Right now It’s time to charge our lazers (shoop do whoop), Lulz Energy cells recharged, The battle isn’t over, It was snack time, The pwnage will continue, forever The internet trollz crawled back under their bridge, The meme giantz can’t has cheezburger cuz I punched in their teeth, The snooki-booboos are six feet under the Butter Shores, Now all that’s left are all these noobz, Man they gum up the works
YEEEEA A A A A A AHHHHH!!!!!!!!! (intro yell)
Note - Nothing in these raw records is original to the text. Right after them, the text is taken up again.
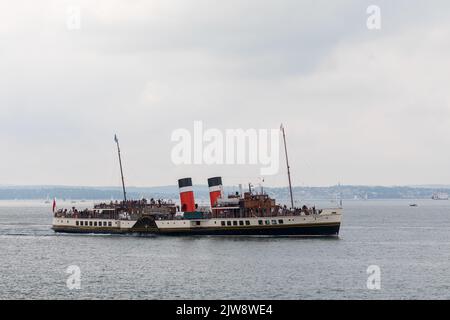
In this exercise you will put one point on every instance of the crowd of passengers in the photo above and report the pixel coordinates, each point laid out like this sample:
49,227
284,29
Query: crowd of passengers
133,204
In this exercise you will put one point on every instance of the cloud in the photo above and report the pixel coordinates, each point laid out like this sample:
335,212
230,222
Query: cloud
360,106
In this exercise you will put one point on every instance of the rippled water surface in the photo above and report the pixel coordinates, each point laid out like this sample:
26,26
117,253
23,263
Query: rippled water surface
411,245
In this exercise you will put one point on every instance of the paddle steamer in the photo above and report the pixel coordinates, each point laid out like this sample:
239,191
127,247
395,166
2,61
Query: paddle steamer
242,213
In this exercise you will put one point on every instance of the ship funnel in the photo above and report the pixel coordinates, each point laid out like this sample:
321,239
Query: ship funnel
215,189
186,195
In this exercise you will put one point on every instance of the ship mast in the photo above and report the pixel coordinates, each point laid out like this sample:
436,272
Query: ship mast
121,170
287,165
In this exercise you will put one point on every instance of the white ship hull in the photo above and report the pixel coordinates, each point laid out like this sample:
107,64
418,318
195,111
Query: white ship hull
325,224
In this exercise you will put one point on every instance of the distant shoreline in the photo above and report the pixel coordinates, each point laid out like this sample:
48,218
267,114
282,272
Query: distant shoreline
344,192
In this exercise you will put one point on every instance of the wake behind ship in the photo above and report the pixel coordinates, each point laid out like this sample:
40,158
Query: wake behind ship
242,213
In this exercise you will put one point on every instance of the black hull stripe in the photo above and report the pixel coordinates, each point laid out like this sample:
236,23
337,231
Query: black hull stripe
323,230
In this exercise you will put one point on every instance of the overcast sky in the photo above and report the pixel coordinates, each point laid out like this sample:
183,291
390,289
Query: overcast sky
360,106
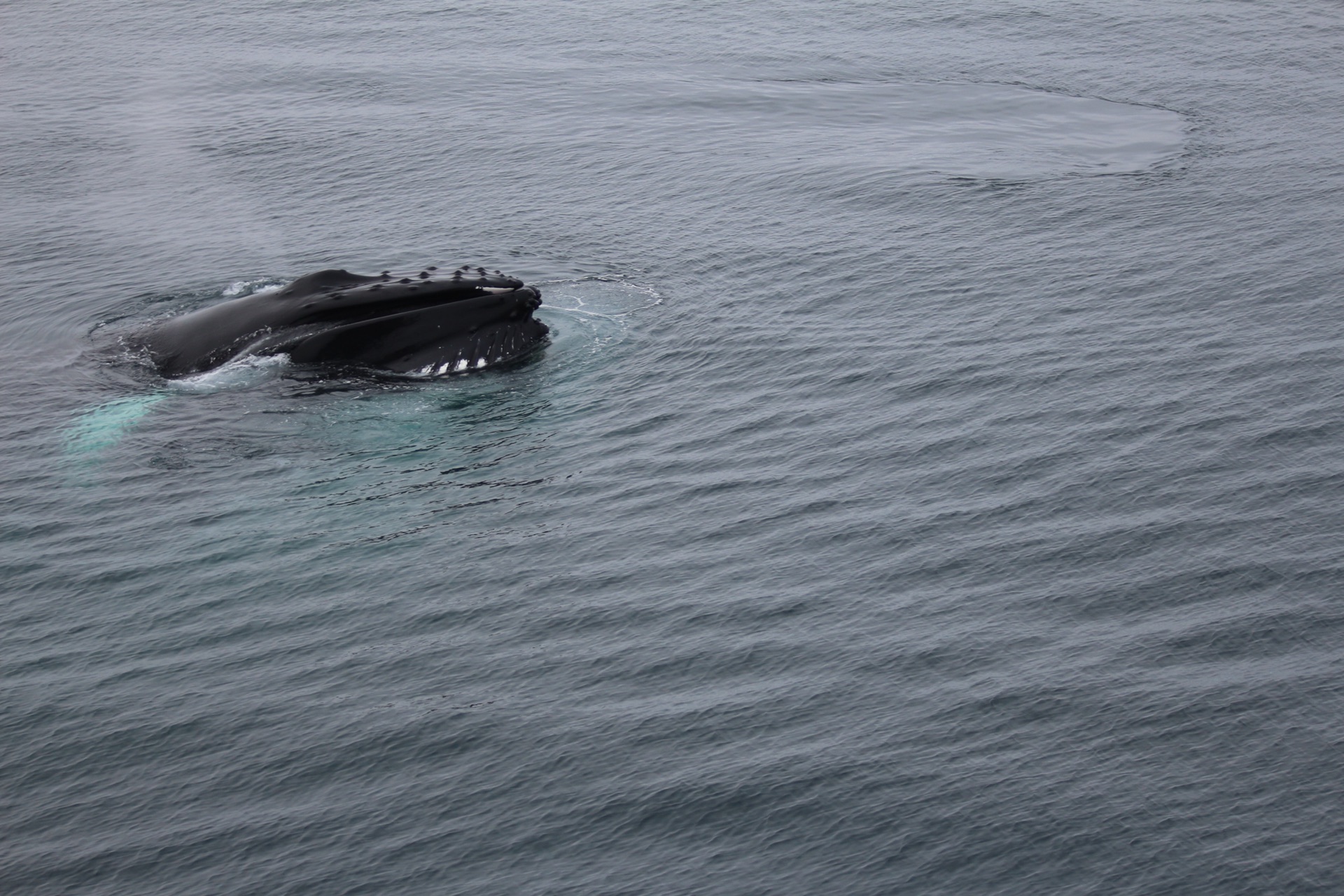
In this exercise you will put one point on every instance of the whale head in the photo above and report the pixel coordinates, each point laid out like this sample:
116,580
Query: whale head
428,321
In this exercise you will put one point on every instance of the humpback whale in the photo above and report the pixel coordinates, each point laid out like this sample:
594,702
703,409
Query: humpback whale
426,323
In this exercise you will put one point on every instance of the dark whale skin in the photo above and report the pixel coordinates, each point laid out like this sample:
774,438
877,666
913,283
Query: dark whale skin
428,323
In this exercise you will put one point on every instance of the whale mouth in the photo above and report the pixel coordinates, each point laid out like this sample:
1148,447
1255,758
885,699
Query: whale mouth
422,320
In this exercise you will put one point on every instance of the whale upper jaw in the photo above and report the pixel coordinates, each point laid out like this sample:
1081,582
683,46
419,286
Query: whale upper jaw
428,321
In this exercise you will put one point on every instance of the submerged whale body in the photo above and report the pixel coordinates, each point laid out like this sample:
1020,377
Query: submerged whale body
426,323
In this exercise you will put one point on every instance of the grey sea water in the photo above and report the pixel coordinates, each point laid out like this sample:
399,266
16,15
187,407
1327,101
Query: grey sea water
933,484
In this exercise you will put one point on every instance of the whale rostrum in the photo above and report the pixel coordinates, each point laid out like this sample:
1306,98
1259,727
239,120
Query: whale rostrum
426,321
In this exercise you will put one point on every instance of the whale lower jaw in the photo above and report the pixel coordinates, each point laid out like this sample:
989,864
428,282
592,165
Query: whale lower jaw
491,346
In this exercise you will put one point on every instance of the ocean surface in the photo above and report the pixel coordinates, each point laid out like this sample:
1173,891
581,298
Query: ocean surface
934,482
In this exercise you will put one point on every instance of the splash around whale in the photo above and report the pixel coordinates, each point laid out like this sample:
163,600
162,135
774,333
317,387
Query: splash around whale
422,323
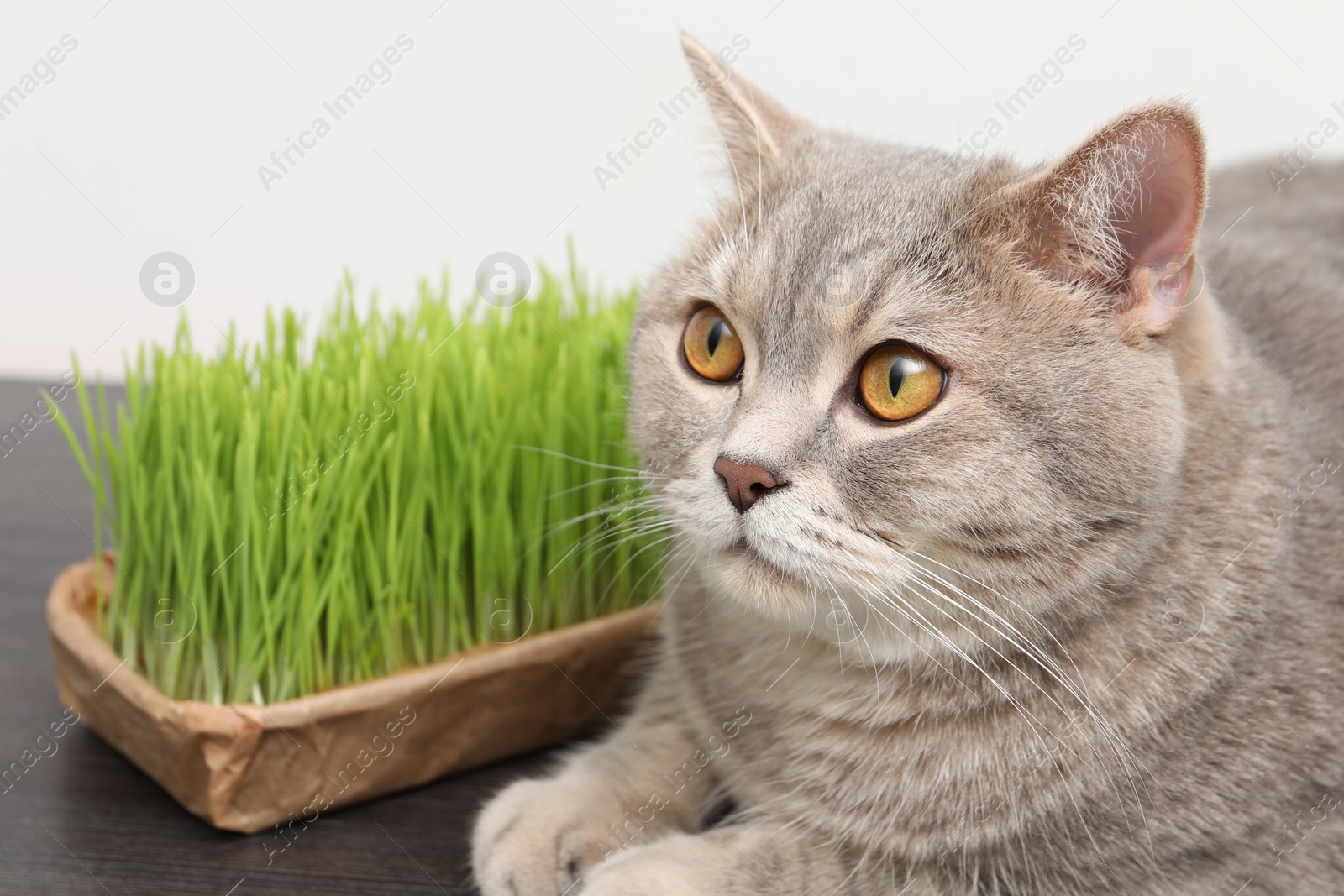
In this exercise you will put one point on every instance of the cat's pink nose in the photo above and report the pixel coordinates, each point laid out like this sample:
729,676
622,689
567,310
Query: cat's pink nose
748,483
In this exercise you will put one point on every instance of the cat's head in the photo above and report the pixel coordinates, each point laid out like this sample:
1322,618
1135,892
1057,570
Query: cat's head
879,364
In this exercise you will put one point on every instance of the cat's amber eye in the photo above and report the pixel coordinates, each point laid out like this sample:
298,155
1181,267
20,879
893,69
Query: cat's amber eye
711,347
898,382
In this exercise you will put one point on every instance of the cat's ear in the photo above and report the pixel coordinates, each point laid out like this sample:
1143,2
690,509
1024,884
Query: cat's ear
1121,214
752,123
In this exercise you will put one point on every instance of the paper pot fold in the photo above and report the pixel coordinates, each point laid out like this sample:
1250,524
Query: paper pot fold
246,768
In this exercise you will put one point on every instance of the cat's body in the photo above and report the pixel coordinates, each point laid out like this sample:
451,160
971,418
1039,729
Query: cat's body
1092,644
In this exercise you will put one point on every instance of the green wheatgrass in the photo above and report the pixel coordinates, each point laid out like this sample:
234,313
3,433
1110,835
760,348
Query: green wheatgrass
304,513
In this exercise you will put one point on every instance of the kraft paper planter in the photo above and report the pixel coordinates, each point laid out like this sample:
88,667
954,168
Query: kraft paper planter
246,768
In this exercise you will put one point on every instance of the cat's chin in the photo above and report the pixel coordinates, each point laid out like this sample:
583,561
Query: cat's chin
745,574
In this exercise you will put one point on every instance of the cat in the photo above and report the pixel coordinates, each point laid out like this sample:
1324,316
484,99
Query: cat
1010,532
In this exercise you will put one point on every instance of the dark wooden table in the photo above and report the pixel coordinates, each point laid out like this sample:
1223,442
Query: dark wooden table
87,821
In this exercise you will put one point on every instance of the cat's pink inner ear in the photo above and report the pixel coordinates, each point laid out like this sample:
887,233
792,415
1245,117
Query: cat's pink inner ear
1121,212
1158,222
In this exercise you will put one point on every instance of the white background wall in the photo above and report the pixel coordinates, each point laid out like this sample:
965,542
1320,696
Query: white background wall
486,139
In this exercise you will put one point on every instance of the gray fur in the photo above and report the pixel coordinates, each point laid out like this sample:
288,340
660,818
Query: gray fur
1126,673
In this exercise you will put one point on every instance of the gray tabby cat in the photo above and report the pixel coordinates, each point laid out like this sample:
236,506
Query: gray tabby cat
1010,544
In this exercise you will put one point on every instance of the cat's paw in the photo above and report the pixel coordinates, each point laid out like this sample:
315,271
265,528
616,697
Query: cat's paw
541,837
662,869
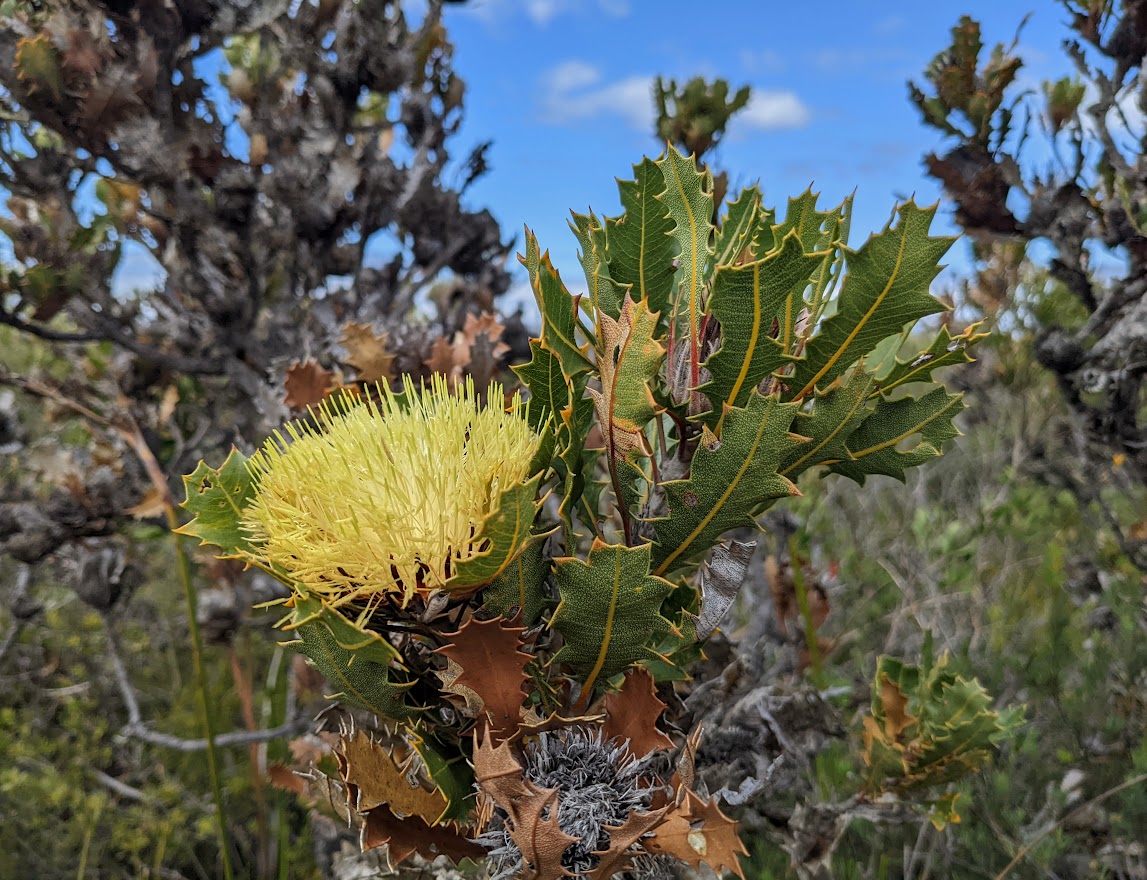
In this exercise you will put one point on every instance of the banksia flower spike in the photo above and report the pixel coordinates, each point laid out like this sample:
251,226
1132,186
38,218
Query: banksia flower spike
372,499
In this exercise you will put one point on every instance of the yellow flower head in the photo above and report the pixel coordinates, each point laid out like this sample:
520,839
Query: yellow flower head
389,497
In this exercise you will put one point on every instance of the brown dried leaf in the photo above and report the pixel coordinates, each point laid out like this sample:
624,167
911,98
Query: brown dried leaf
367,352
686,770
895,703
493,667
499,776
621,838
722,842
374,778
412,834
306,383
449,358
676,836
631,714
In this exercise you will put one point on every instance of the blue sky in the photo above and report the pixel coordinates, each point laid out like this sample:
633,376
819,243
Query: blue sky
563,90
562,87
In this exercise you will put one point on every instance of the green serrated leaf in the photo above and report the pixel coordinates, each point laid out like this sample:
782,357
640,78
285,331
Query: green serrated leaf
358,662
522,584
559,310
610,606
835,414
886,288
688,199
38,64
730,479
875,445
507,529
944,351
605,294
747,301
738,227
549,390
629,359
216,499
929,726
453,777
640,241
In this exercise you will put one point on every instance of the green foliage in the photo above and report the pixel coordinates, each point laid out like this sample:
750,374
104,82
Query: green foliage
929,726
609,607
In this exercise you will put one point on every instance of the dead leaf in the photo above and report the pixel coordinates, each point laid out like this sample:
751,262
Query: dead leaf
631,714
499,776
722,842
676,836
374,778
449,358
686,771
406,836
493,667
306,383
367,352
621,838
895,703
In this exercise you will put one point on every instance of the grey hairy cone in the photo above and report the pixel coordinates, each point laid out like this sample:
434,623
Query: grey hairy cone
598,783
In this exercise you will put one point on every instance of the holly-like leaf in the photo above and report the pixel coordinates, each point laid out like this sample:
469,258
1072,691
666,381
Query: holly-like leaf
521,585
358,662
367,352
677,838
505,531
493,666
944,351
631,714
621,839
719,581
450,772
688,197
549,389
38,65
408,835
605,294
835,414
640,243
736,227
610,606
374,778
722,845
929,726
886,288
747,301
730,479
449,358
540,840
627,363
216,498
876,446
559,310
306,383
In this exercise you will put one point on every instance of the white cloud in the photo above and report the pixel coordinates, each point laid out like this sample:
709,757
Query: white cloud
762,61
773,109
572,93
570,76
890,25
540,12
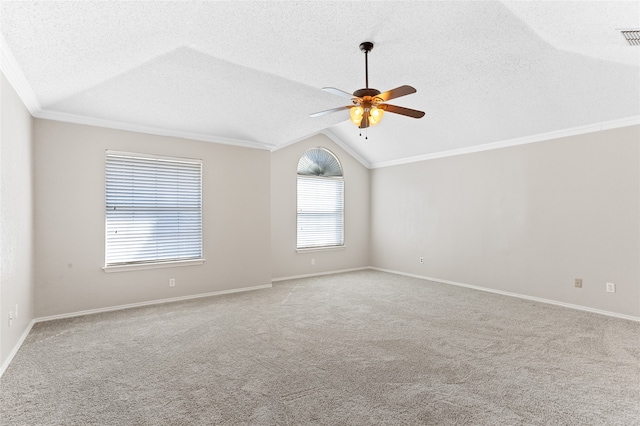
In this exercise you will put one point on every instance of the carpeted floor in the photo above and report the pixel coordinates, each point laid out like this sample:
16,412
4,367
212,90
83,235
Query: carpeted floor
361,348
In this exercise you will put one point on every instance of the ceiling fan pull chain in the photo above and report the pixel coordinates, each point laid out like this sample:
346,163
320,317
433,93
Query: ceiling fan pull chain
366,68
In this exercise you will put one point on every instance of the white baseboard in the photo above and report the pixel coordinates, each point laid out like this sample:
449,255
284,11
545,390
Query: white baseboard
520,296
151,302
16,348
318,274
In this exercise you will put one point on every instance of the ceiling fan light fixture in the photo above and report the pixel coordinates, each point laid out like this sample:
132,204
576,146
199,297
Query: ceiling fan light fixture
375,115
356,113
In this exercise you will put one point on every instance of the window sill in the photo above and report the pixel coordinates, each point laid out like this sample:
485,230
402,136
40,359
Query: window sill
125,268
306,250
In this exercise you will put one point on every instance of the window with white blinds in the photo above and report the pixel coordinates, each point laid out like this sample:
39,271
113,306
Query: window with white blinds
153,209
320,213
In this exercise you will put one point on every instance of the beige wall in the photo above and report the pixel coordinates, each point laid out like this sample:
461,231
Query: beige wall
69,220
527,219
286,262
16,220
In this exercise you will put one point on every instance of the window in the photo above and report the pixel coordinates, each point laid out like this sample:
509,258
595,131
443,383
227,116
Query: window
153,209
320,200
A desolate landscape, a blasted world, torn to pieces as Popocalypse unfurls, too brightly lit for any mortal to see, faces replaced with blank screens,
noobz innumerable, they must be freed, they mosh to impending doom as they face me, Atom Boy flies into the melee, a horde of noobz to pwn, none can withstand him, this S.O.B. ownz
ATOM BOY, HE’LL SAVE EVERY ONE OF US!
ATOM BOY, HE’LL SAVE EVERY ONE OF US!
ATOM BOY, SAVIOR OF THE POPOCALYPSE!
ATOM BOY, SAVIOR OF THE POPOCALYPSE!
Weapons galore, armored to the max, stacks on stacks of weapon racks, the only thing Atom Boy lacks is a battle axe, Atom Boy attacks while eating badass snacks ATOM BOY, HE’LL SAVE EVERY ONE OF US! ATOM BOY, SAVIOR OF THE POPOCALYPSE!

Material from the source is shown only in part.